There, they had their say via video conference.
"I want to stand in front of them and say please follow through with what you said you want to do,” said Kaneohe resident Allen Walterman. “I live in the neighborhood. We get trespassers through our property constantly.
"They leave garbage, they leave trash. They’re noisy.”
Six people showed up in person. Others called and submitted testimony online.
Among those, Honolulu’s mayor asked for the stairs to be transferred to city’s Parks Department.
In all, more than 3,800 pieces of testimony were received.

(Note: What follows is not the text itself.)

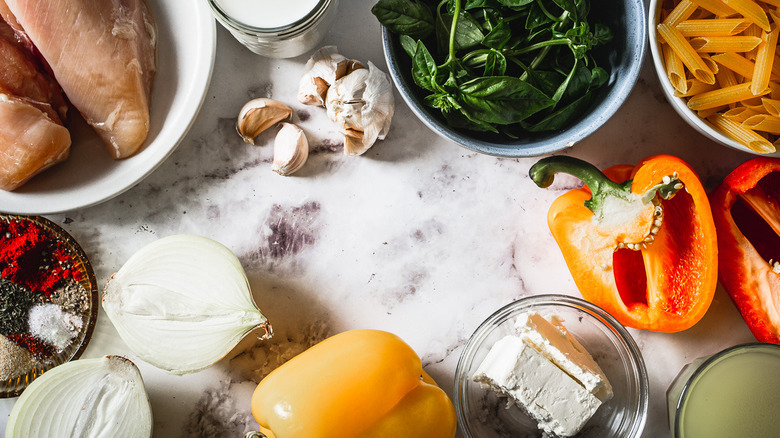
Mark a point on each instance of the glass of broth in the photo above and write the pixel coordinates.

"It's a national treasure. It's a historic monument. It's got all this really important history related to the Second World War. But it's also a great opportunity to teach people about Hawaiian culture, the plants that are up there and the history of the valley," said Vernon Ansdell, Friends of Haiku Stairs President.
BWS’ preferred action was removing the famed Haiku Stairs, citing liability and cost concerns.

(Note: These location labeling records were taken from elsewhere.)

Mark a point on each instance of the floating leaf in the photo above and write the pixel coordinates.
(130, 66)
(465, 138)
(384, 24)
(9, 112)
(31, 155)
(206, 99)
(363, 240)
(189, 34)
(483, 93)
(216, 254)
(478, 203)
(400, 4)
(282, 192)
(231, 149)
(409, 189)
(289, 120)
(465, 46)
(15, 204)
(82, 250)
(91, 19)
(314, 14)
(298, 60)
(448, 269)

However, after more than 3,600 people testified to keep the stairs, board members voted to transfer the stairs to another city department instead.
“We should do everything to keep the stairs. This is Hawaii’s treasure. This is a world treasure. National Geographic lists the stairs as one of the 10 best hikes in the whole world and I think we should do everything to keep the stairs,” said Poland visitor Marta Korycka.

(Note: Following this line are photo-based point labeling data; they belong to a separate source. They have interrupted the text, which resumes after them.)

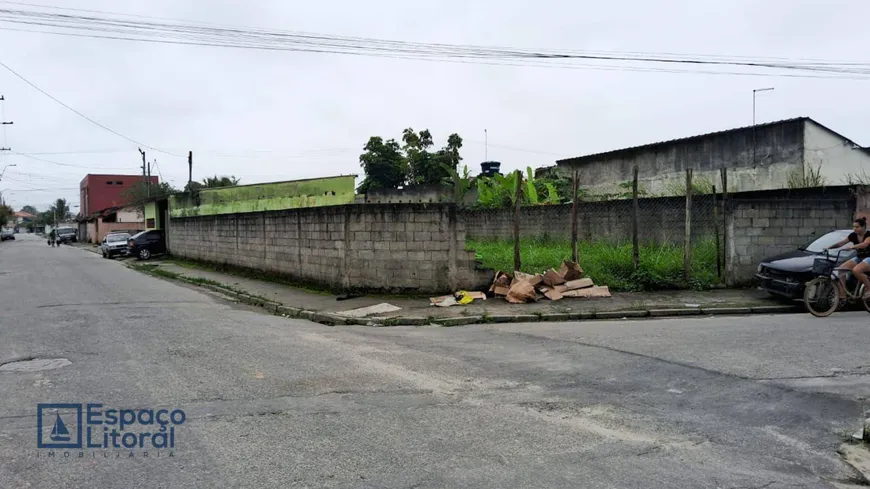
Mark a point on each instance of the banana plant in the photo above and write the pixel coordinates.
(531, 191)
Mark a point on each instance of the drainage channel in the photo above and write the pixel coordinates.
(34, 365)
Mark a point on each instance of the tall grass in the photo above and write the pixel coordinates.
(660, 265)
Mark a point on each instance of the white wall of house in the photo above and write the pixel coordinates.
(130, 214)
(837, 158)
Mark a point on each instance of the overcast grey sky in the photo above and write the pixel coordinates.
(266, 116)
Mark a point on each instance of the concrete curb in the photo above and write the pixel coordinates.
(332, 319)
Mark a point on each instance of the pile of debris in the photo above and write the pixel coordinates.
(568, 281)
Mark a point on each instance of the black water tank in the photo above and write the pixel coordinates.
(490, 168)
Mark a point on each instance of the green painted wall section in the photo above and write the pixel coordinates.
(151, 213)
(266, 197)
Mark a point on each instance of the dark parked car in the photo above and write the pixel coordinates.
(66, 235)
(146, 244)
(786, 275)
(114, 244)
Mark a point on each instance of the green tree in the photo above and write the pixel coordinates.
(422, 165)
(384, 165)
(223, 181)
(449, 155)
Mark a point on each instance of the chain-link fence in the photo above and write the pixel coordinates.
(626, 241)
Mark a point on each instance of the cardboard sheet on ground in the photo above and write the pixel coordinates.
(581, 283)
(370, 310)
(552, 278)
(521, 291)
(532, 279)
(589, 292)
(570, 271)
(501, 284)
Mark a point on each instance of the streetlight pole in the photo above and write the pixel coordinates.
(4, 123)
(754, 142)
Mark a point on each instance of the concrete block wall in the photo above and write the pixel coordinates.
(378, 247)
(659, 219)
(765, 224)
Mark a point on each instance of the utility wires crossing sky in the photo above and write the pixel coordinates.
(116, 26)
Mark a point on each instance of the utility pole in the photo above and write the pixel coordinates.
(144, 172)
(4, 123)
(755, 91)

BWS officials said 180 people submitted testimony to remove the stairs.
“We constantly have trespassers in our yard,” said Kaneohe resident Stosh Ostrow. “The people who are in support of maintaining the stairs don’t live in affected neighborhoods, the so-called Friends of the Haiku Stairs, they don’t live there, they don’t have to deal with the trespassers from 3 o’clock in the morning on.”